ABSTRACT
Noninvasive efforts to map brain gene expression have been hampered by low sensitivity and limited access to the brain. Here, we introduce a new platform that enables multiplexed, noninvasive, and site-specific monitoring of brain gene expression through a novel class of engineered reporters called Released Markers of Activity (RMAs). Instead of detecting gene expression in the less accessible brain, RMA reporters exit from a known brain region into the blood, where they can be easily measured with biochemical techniques. Expressing RMAs at a single brain site, typically covering ∼1% of the brain volume, provides up to a 39,000-fold signal increase over the baseline in vivo.

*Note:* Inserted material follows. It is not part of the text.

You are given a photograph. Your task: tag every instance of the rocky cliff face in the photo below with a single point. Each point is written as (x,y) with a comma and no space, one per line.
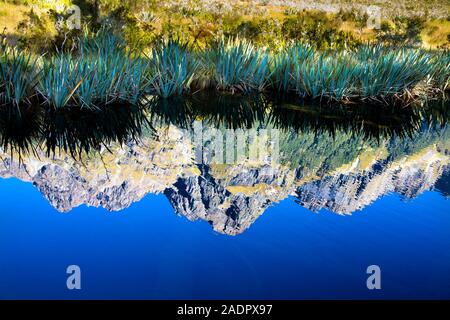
(229,197)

Further, expression of RMAs in as few as several hundred neurons was sufficient for their reliable detection. When placed under a promoter upregulated by neuronal activity, RMAs could be used to measure neuronal activity in specific brain regions with a simple blood draw. We found that chemogenetic activation of cells expressing Fos-responsive RMA increased serum levels of RMA over 4-fold compared to non-activated controls. By contrast, a control RMA expressed under a constitutive neuronal promoter did not show such upregulation, demonstrating multiplexed ratiometric measurement with RMAs and proving specificity of neuronal activity discrimination. Together, our study pioneers a new noninvasive paradigm for repeatable and multiplexed monitoring of gene expression in an intact brain with sensitivity that is currently unavailable through other noninvasive gene expression reporter systems.
Competing Interest Statement
The authors have declared no competing interest.